# Dove on the fence and a BlueJay



## Pocketfisherman (May 30, 2005)

A well fed Dove










And a young Jay










There larger versions here:
http://www.flickr.com/photos/smopho/sets/72157605469420744/


----------



## Javadrinker (Feb 13, 2008)

Great pics!


----------



## labanc (Apr 11, 2005)

never knew that doves had the blue ring around their eyes.


----------



## grayfish (Jul 31, 2005)

Ya know. Those are as good as the others. I don't do photos. But if I did I would be finagling an invite to you house to photograph birds.


----------



## sandybottom (Jun 1, 2005)

That's a egg layer for sure on that dove.
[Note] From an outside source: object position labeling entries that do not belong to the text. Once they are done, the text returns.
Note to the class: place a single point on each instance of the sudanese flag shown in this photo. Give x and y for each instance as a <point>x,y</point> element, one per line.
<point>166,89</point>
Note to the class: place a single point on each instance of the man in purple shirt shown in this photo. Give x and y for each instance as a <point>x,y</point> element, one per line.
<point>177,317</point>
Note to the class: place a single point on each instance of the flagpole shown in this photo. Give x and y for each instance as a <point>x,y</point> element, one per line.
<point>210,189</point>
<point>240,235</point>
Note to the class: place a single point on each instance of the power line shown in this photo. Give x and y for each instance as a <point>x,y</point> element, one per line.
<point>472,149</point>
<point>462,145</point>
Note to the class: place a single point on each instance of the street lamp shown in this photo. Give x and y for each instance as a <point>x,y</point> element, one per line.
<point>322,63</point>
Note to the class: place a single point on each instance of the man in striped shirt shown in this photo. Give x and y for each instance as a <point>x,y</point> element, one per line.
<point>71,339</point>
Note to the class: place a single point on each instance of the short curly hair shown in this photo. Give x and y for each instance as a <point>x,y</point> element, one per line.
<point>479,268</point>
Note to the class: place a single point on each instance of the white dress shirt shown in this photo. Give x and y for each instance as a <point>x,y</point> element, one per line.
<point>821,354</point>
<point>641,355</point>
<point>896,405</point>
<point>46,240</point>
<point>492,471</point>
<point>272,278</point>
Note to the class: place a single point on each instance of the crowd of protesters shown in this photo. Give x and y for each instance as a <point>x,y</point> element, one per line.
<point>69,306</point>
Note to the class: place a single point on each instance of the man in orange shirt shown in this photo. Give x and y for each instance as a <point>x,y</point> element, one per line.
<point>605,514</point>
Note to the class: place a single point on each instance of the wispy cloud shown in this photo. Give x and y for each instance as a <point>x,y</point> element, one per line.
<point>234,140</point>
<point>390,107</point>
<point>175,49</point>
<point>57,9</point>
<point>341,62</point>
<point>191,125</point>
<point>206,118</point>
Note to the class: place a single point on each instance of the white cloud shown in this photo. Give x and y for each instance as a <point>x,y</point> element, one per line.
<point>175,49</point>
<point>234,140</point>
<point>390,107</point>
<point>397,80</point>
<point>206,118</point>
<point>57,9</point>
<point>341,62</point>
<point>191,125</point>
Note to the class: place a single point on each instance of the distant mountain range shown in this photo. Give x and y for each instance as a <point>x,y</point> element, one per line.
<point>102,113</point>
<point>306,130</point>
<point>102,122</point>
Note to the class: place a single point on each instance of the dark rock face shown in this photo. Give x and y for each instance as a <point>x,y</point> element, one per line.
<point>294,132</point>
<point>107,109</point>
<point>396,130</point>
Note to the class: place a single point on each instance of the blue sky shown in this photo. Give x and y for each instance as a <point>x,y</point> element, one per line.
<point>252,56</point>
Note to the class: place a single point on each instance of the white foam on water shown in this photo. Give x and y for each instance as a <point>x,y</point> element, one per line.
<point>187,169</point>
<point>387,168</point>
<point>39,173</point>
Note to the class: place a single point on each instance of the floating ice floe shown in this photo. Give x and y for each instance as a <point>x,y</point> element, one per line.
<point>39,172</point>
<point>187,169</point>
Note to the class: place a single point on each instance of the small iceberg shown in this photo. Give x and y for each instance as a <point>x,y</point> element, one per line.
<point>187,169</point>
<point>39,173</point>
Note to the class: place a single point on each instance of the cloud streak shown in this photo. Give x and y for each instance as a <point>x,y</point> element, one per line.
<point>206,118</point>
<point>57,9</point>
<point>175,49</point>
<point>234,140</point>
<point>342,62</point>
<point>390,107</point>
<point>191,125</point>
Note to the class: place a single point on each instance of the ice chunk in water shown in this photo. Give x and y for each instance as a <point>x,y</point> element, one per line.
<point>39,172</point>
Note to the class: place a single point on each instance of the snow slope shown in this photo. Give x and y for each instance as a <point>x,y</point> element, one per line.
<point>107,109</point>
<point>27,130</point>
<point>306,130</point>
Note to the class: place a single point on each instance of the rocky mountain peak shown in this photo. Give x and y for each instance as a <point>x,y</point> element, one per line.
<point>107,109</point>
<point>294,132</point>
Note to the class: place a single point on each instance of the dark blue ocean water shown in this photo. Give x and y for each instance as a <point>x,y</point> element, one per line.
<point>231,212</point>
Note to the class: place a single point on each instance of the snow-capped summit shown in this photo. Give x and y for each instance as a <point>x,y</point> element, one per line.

Either that he's a little piggy.
Nice pics.


----------



## Fisher Lou (May 16, 2005)

Great bird pics. I like the background on the White Wing Dove. The colors are vibrant on both birds.


----------



## Donnie Hayden (Mar 7, 2005)

Wow! Very nice.


----------



## stargazer (May 24, 2004)

Pocket, What lens was that?...Very nice shots.


----------



## Pocketfisherman (May 30, 2005)

The lens for those was a Canon 100-400 L zoom with IS. The distance to the birds is about 30-35 feet from my patio door to the back fence.


----------



## stargazer (May 24, 2004)

Ok, Kinda thought It looked like an L. Nice and crisp with great color.


----------



## The Machine (Jun 4, 2007)

Super nice


----------



## nautic2200 (Jan 28, 2006)

Beautiful.


----------



## Arlon (Feb 8, 2005)

cool dove. Maybe one of the less noble species but I still enjoy them..


----------